The VLDB Journal

, Volume 18, Issue 3, pp 809–835 | Cite as

Top-k typicality queries and efficient query answering methods on large databases

  • Ming Hua
  • Jian Pei
  • Ada W. C. Fu
  • Xuemin Lin
  • Ho-Fung Leung
Regular Paper


Finding typical instances is an effective approach to understand and analyze large data sets. In this paper, we apply the idea of typicality analysis from psychology and cognitive science to database query answering, and study the novel problem of answering top-k typicality queries. We model typicality in large data sets systematically. Three types of top-k typicality queries are formulated. To answer questions like “Who are the top-k most typical NBA players?”, the measure of simple typicality is developed. To answer questions like “Who are the top-k most typical guards distinguishing guards from other players?”, the notion of discriminative typicality is proposed. Moreover, to answer questions like “Who are the best k typical guards in whole representing different types of guards?”, the notion of representative typicality is used. Computing the exact answer to a top-k typicality query requires quadratic time which is often too costly for online query answering on large databases.
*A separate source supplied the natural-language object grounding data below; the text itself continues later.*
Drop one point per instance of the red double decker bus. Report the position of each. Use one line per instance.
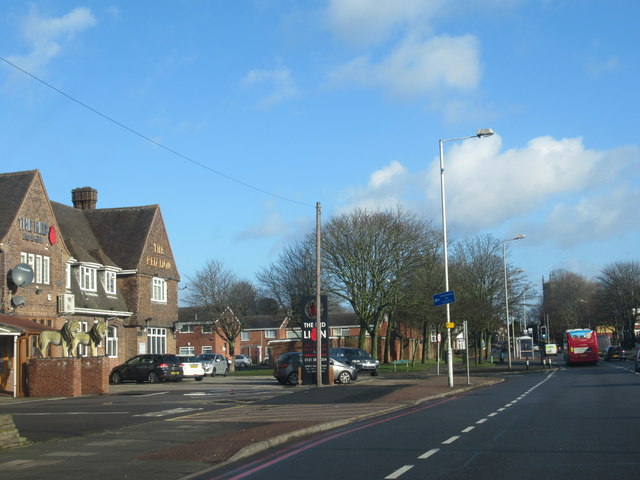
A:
(581, 346)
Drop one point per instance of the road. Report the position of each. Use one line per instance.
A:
(575, 423)
(129, 404)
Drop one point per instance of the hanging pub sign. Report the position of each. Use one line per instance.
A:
(310, 336)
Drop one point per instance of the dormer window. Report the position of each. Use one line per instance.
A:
(88, 277)
(110, 282)
(159, 290)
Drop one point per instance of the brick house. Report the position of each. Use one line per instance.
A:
(113, 265)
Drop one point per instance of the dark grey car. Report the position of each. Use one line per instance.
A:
(286, 369)
(213, 363)
(357, 357)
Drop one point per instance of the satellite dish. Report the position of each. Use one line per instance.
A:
(17, 301)
(22, 275)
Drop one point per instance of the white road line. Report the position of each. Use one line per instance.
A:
(426, 455)
(164, 413)
(451, 440)
(399, 472)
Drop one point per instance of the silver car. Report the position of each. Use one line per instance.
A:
(214, 364)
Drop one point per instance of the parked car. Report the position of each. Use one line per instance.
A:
(191, 367)
(242, 361)
(356, 357)
(614, 352)
(286, 369)
(213, 363)
(343, 372)
(152, 368)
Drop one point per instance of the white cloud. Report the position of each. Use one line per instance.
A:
(279, 85)
(572, 193)
(46, 36)
(416, 68)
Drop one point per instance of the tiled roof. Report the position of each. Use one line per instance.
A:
(13, 187)
(79, 237)
(123, 232)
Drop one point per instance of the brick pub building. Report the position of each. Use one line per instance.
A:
(113, 265)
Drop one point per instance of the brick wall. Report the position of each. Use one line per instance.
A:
(68, 377)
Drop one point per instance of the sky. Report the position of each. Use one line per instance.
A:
(239, 117)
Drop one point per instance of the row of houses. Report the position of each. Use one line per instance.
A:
(112, 265)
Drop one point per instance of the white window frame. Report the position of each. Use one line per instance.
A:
(67, 274)
(187, 351)
(37, 269)
(111, 347)
(156, 340)
(88, 276)
(40, 265)
(159, 290)
(110, 282)
(46, 270)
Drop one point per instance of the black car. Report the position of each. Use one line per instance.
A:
(614, 352)
(286, 368)
(151, 368)
(356, 357)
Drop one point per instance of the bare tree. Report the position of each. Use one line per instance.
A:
(618, 295)
(292, 276)
(366, 255)
(215, 289)
(564, 300)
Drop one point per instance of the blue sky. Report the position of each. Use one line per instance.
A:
(339, 102)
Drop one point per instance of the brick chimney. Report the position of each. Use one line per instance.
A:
(84, 198)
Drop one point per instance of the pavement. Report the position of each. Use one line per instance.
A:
(195, 444)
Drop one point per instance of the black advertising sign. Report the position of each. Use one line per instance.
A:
(310, 339)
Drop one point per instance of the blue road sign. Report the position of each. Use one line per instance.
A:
(444, 298)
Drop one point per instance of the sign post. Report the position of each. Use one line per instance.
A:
(310, 339)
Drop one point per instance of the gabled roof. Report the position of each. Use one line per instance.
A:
(123, 232)
(264, 322)
(79, 237)
(14, 187)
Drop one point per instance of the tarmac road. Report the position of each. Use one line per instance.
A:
(240, 416)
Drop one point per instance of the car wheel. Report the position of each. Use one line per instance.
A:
(344, 377)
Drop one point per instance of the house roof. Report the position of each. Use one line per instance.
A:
(14, 187)
(264, 322)
(79, 237)
(21, 324)
(123, 232)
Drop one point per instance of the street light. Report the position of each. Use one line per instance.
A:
(506, 294)
(483, 132)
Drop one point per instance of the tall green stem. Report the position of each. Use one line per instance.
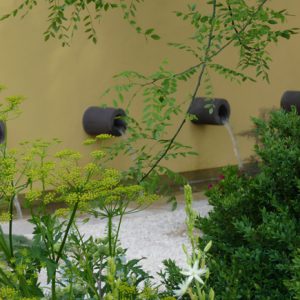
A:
(11, 206)
(59, 254)
(109, 225)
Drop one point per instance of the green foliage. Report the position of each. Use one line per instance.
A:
(254, 224)
(190, 282)
(294, 284)
(66, 16)
(248, 27)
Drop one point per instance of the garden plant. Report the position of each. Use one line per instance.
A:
(254, 226)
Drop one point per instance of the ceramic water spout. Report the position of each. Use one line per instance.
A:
(99, 120)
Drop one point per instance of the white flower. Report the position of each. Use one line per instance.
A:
(192, 273)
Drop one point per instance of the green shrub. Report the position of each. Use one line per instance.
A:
(255, 224)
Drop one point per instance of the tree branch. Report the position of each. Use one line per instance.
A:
(206, 58)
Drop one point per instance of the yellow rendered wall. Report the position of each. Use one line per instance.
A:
(60, 83)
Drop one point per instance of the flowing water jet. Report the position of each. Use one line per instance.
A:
(235, 145)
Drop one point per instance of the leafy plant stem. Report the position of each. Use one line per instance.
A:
(109, 226)
(118, 231)
(53, 284)
(207, 58)
(11, 206)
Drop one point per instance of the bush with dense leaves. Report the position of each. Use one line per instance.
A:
(255, 221)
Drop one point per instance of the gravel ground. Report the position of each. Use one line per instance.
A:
(156, 233)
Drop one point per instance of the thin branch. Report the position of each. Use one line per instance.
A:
(207, 58)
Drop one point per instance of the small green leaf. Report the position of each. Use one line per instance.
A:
(155, 37)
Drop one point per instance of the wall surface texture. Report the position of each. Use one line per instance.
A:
(60, 83)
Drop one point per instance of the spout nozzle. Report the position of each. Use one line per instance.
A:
(219, 115)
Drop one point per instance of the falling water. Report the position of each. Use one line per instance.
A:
(132, 152)
(18, 207)
(235, 146)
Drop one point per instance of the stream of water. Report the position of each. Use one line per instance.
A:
(235, 145)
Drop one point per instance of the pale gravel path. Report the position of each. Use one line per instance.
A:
(156, 233)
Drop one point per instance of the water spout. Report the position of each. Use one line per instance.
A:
(235, 145)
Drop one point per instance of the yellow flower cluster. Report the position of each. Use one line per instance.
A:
(33, 195)
(68, 154)
(104, 136)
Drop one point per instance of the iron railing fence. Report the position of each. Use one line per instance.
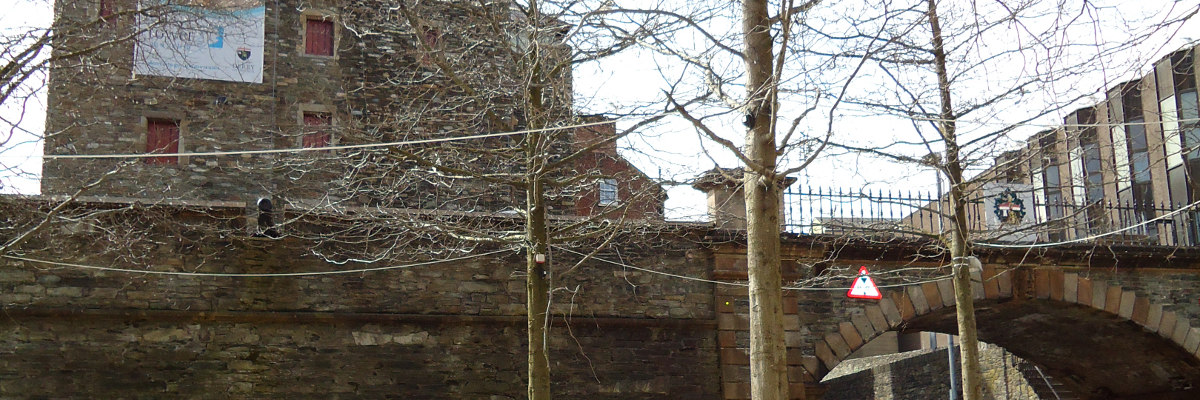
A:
(913, 214)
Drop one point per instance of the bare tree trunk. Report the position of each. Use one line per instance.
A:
(768, 351)
(537, 288)
(960, 249)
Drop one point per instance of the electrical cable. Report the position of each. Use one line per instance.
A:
(250, 275)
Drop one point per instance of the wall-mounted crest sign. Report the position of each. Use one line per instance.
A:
(1009, 208)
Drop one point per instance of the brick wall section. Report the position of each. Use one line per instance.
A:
(922, 375)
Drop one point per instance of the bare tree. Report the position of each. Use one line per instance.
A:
(945, 67)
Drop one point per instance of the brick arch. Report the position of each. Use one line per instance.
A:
(901, 305)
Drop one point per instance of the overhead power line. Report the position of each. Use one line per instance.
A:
(358, 270)
(1001, 245)
(365, 145)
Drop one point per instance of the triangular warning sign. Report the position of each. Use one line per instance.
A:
(864, 287)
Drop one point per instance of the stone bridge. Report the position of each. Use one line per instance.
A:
(1109, 322)
(1120, 322)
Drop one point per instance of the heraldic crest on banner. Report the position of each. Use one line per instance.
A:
(1009, 208)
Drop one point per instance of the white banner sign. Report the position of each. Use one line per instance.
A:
(217, 40)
We develop a series of approximation methods for various situations: (1) the randomized tournament algorithm has linear complexity though it does not provide a theoretical guarantee on the quality of the answers; (2) the direct local typicality approximation using VP-trees provides an approximation quality guarantee; (3) a local typicality tree data structure can be exploited to index a large set of objects. Then, typicality queries can be answered efficiently with quality guarantees by a tournament method based on a Local Typicality Tree. An extensive performance study using two real data sets and a series of synthetic data sets clearly shows that top-k typicality queries are meaningful and our methods are practical.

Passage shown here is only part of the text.